Trabalha o homem e anhelante aspira/ A gloria que o desejo lhe afigura/ Sendo o jogo pueril que enquanto gira/ vai cavando a si mesmo a sepultura.

De forma complementar, os versos continuam na porta em frente, que abre para o transepto da igreja, onde a incerteza da vida é comparada à vela que consome a si mesma:

Quanto melhor fisera se advertira;/ que a vida vai morrendo no que dura./ Ah, peito humano de cobiça enfermo, a quem pequena cova he largo termo.

O programa iconográfico que Macedo elaborou para o oratório colocou a figura do Sol no centro, para reforçar a ideia de comparação com as quatro virtudes cardeais dos emblemas em cada um dos cantos. A reflexão sobre a morte ajuda-nos a reconhecer a Justiça, mesmo nos casos mais difíceis (a morte da flor na plenitude da beleza e da juventude); a enfrentar, com Fortaleza, os reveses da Fortuna (as folhas arrebatadas pelo vento); a cultivar a Temperança e a harmonia das paixões (música); e a discernir com Prudência mesmo perante assuntos mais nebulosos (nuvem de vapor).

Seguindo os mais abalizados autores, a originalidade do programa não está na criação individual dos emblemas, mas na composição do discurso iconográfico, um pouco à semelhança de como o próprio Macedo, na sua obra Eva e Ave, caracteriza a orgânica do livro como sendo original:

LUCENDO ENDIT IN OCCASUM. Oratório do Convento de Jesus, c. 1653. Fotografia © Teresa Verão.

Mas porque não he licito aos pays negar os filhos, posto que defectuosos: confesso que a architetura he minha, & que me parece que nella sírvo; como as abelhas fabricando do alheyo, servem mais que as aranhas tecendo do próprio.

Nesse período, numa significativa simbiose, as decorações dos livros são emprestadas da arquitetura, assim como os emblemas de António de Macedo utilizam as cartelas da obra de Juan de Borja ou as sugestões da forma como as filacteras se envolvem com as imagens da obra de Horozco y Covarrubias, numa campanha de azulejos que se destaca pela qualidade entre a produção mais ingénua do período.

BIBLIOGRAFIA ESSENCIAL

HOROZCO Y COVARRUBIAS, Juan de. Emblemas morales de don Juan de Horozco y Covarruvias. Saragoza: Alonso Rodríguez, 1604.

MACEDO, António de Sousa de. Ulyssippo: poema heroico de Antonio de Sousa de Macedo. Lisboa: Antonio Alvarez, 1640.

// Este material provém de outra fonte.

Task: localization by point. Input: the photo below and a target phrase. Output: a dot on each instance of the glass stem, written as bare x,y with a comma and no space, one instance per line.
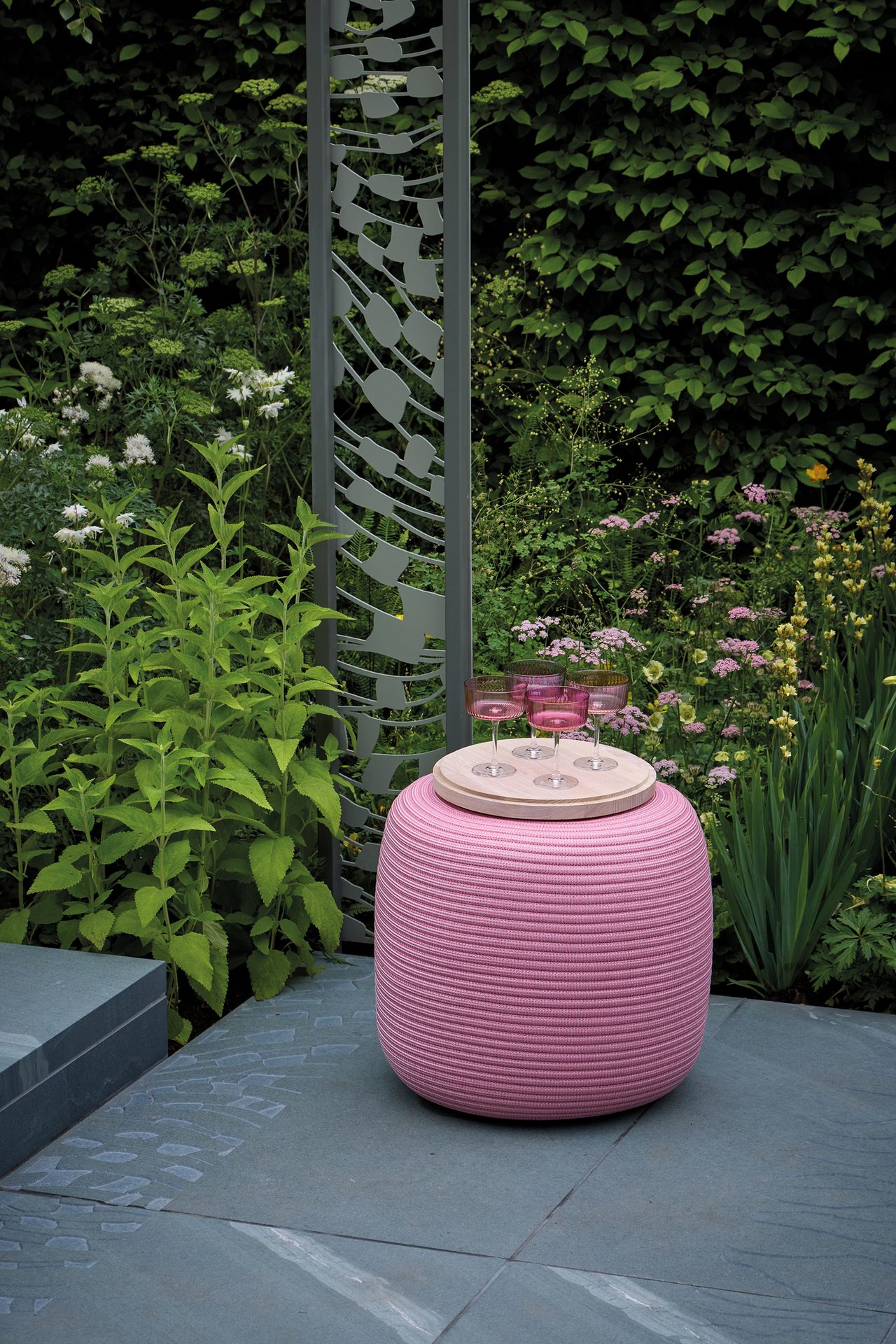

MACEDO, António de Sousa de. Eva, e Ave, ou Maria triunfante: theatro da erudiçam, & filosofia Christa: em que se representaõ os dous estados do mundo: cahido em Eva, e levantado em Ave: primeyra, e segunda parte. Lisboa, 1700 [1ª ed., 1676].

MANGUCCI, António Celso & RODRIGUES, Paulo Simões. “Memento Mori. Os emblemas do iconógrafo António de Sousa de Macedo para o oratório de Jesus”. In  ANDRÉ, Paula  (ed.). Antologia de Ensaios – Laboratório Colaborativo: Dinâmicas Urbanas, Património, Artes. VI Seminário de investigação, ensino e difusão. Lisboa: DINÂMIA’CET-ISCTE, 2021.